On my computer, there's a file /etc/dictionaries-common/words
containing a large collection of English words:
>>> with open("/etc/dictionaries-common/words") as f:
... words = [line.strip() for line in f]
...
>>> "python" in words
True
>>> "BDFL" in words
False
Let's create a dictionary storing the lengths of all those words:
>>> word_lengths = {w: len(w) for w in words}
>>> word_lengths["parrot"]
6
And, just for kicks, we'll shuffle our original word list:
>>> from random import shuffle
>>> shuffle(words)
>>> words[:5]
["Willie's", 'Araceli', 'accessed', 'engagingly', 'hobnobs']
Mmm, hobnobs. Anyway ... now that we've messed around a bit with words
, we've become a little bit paranoid (possibly for the same reason that we're craving hobnobs), and we want to check that all the words in our word_lengths
dictionary are still in words
after we mixed it all up:
>>> all(w in words for w in word_lengths)
True
Well, we got there, but on my machine that took over three minutes - enough time to eat a couple more delicious biscuits, at least. Thinking about it, it's obvious why: we've got ...
>>> len(words)
99171
... nearly a hundred thousand words to check, and for each one in the dictionary, Python has to search through our mixed-up list of words until it finds a match. It won't always have to check the whole list, but on average that's going to be fifty thousand words (or half the list) each time, for a total of 50,000 × 100,000 = 5,000,000,000 tests. Five billion is a lot, even in this miraculous age of technology.
Just to be absolutely sure (I'm not normally so paranoid; normally I just get sleepy), let's check the other way around, and make sure that everything in words
is still in word_lengths
:
>>> all(w in word_lengths for w in words)
True
Hey, what? This time it was, like, a tenth of a second! What gives? You're freaking me out, man ... and hey, where are my biscuits? I had them just now, I'm sure of it.
Unlike a list, which can be in any old order (so making sure that some item is in there means checking each item in turn until we find it), a dictionary is a bit more efficient. Probably less fun at parties, but hey, leave it in charge of the music and all is copacetic, y'know?
The secret of dictionaries' ruthless efficiency is that for each item, the dictionary calculates a hash (just an integer, really) of the key based on its content, and uses that to store the item at a specific location in memory. Then, when you go looking for the item, it calculates the hash of the key's content again, says to itself "okay, "python"
, that hashes to 7036520087640895475
... yeah, I know where I must have put that, then", and goes straight to the right memory location to find it. So this time, it only had to do a hundred thousand checks rather than five billion.
It's kinda like having all your CDs neatly alphabetised on shelves, rather than stacked randomly out of their cases on top of your speakers. Dictionaries know where it's at, I'm telling you.

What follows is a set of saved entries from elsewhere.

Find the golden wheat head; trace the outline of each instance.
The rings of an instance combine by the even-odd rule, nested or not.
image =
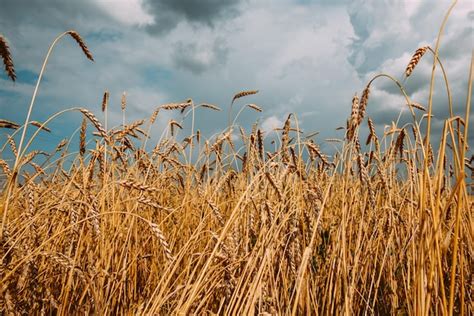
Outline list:
[[[407,68],[405,69],[405,76],[408,78],[413,70],[415,69],[416,65],[420,62],[421,57],[426,53],[429,46],[420,47],[416,50],[415,54],[410,59]]]
[[[86,42],[84,42],[84,40],[82,39],[81,35],[79,35],[79,33],[74,30],[68,31],[67,34],[71,35],[71,37],[77,42],[77,44],[79,44],[79,47],[82,49],[87,59],[89,59],[90,61],[94,61],[94,57],[92,57],[92,53],[87,47]]]
[[[234,103],[234,101],[237,99],[246,97],[248,95],[257,94],[257,93],[258,93],[258,90],[240,91],[234,95],[234,97],[232,98],[232,103]]]
[[[12,81],[16,80],[15,67],[13,66],[12,55],[10,53],[10,47],[8,47],[7,40],[0,34],[0,56],[2,56],[3,64],[5,65],[5,71],[7,76]]]
[[[0,128],[18,129],[20,125],[15,122],[0,119]]]
[[[102,112],[105,112],[109,104],[109,91],[105,90],[104,96],[102,97]]]

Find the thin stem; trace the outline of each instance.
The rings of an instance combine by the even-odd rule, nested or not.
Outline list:
[[[471,53],[471,67],[469,69],[469,81],[468,81],[468,88],[467,88],[467,99],[466,99],[466,126],[464,127],[464,141],[461,142],[461,154],[459,157],[459,164],[460,164],[460,174],[457,181],[460,181],[461,184],[464,183],[464,155],[465,150],[467,147],[467,136],[468,136],[468,128],[469,128],[469,113],[471,109],[471,92],[472,92],[472,79],[473,79],[473,64],[474,64],[474,52]],[[461,185],[462,187],[462,185]],[[463,201],[463,194],[462,190],[458,189],[458,203],[456,208],[456,224],[454,226],[454,242],[453,242],[453,257],[452,257],[452,267],[451,267],[451,284],[449,287],[449,315],[453,315],[454,310],[454,294],[455,294],[455,284],[456,284],[456,265],[457,265],[457,258],[458,258],[458,240],[460,235],[460,225],[461,225],[461,204]],[[462,269],[462,266],[460,267]],[[461,284],[461,286],[463,286]],[[464,302],[461,302],[463,304]]]
[[[435,79],[435,70],[436,70],[436,60],[438,58],[438,52],[439,52],[439,46],[441,43],[441,35],[443,34],[444,27],[446,26],[446,22],[448,21],[448,17],[451,14],[451,11],[454,9],[454,6],[456,5],[457,0],[454,0],[451,4],[451,6],[448,9],[448,12],[446,13],[443,23],[441,24],[441,27],[438,32],[438,37],[436,39],[436,46],[434,49],[434,61],[433,61],[433,67],[431,69],[431,79],[430,79],[430,94],[428,97],[428,120],[426,123],[426,141],[425,141],[425,147],[428,148],[428,145],[430,143],[430,133],[431,133],[431,113],[433,112],[433,94],[434,94],[434,79]],[[424,166],[424,173],[427,173],[428,169],[428,158],[425,155],[425,166]]]
[[[14,172],[17,171],[16,168],[17,168],[18,163],[20,161],[20,153],[21,153],[21,149],[23,147],[23,141],[25,140],[25,135],[26,135],[27,127],[28,127],[28,122],[30,121],[30,116],[31,116],[31,113],[33,111],[33,106],[35,104],[36,95],[38,94],[38,89],[39,89],[39,86],[40,86],[40,83],[41,83],[41,79],[43,78],[44,71],[46,70],[46,65],[48,64],[49,56],[51,55],[51,52],[53,51],[53,48],[56,45],[56,43],[66,34],[68,34],[68,32],[64,32],[64,33],[60,34],[58,37],[56,37],[54,39],[54,41],[51,44],[51,46],[49,47],[48,53],[46,54],[46,57],[44,59],[43,66],[41,67],[41,71],[39,73],[38,80],[36,81],[35,90],[33,92],[32,98],[31,98],[30,107],[28,108],[28,114],[26,115],[23,132],[21,133],[20,144],[18,145],[18,155],[16,156],[15,164],[13,166]]]
[[[6,220],[7,220],[7,213],[8,213],[8,206],[9,206],[9,202],[10,202],[10,195],[11,195],[11,192],[12,192],[12,187],[15,185],[17,175],[19,173],[19,170],[17,170],[17,168],[18,168],[18,164],[20,162],[20,153],[21,153],[21,149],[23,147],[23,142],[25,140],[26,130],[27,130],[27,127],[28,127],[28,122],[30,121],[31,113],[33,112],[33,106],[35,104],[36,95],[38,94],[39,85],[41,83],[41,79],[43,78],[44,71],[46,70],[46,65],[48,64],[49,56],[51,55],[51,52],[53,51],[54,46],[66,34],[68,34],[68,31],[61,33],[58,37],[56,37],[54,39],[53,43],[51,44],[51,46],[48,49],[48,53],[46,54],[46,57],[43,61],[43,65],[41,66],[41,71],[39,73],[38,80],[36,81],[35,90],[33,91],[33,96],[31,98],[30,107],[28,108],[28,114],[26,115],[24,128],[23,128],[23,131],[21,133],[20,143],[18,145],[18,154],[16,155],[15,164],[13,165],[13,176],[7,183],[7,195],[6,195],[5,205],[4,205],[4,209],[3,209],[2,225],[0,226],[0,238],[3,237],[3,230],[5,228],[5,224],[6,224]]]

But there's a price to pay for dictionaries' ability to keep it together. Remember when I said that the dictionary calculates a hash based on the item's content? Well, what happens if that content changes? For immutable objects that's not a problem - their content can't change - but mutable objects, by definition, can change their contents, and when they do, their hash (if they even have one) will change too. Which is cool, obviously, not everyone wants to be put in a box, I get that, but if the hash has changed, there's no way for the dictionary to work out where it put the thing.
It's as though Joy Division changed their name to New Order, and now you've got no idea where you put that 12" remix of Blue Monday. It's just not gonna work.
So, dictionaries have a rule: if you want to be a key, don't go changing.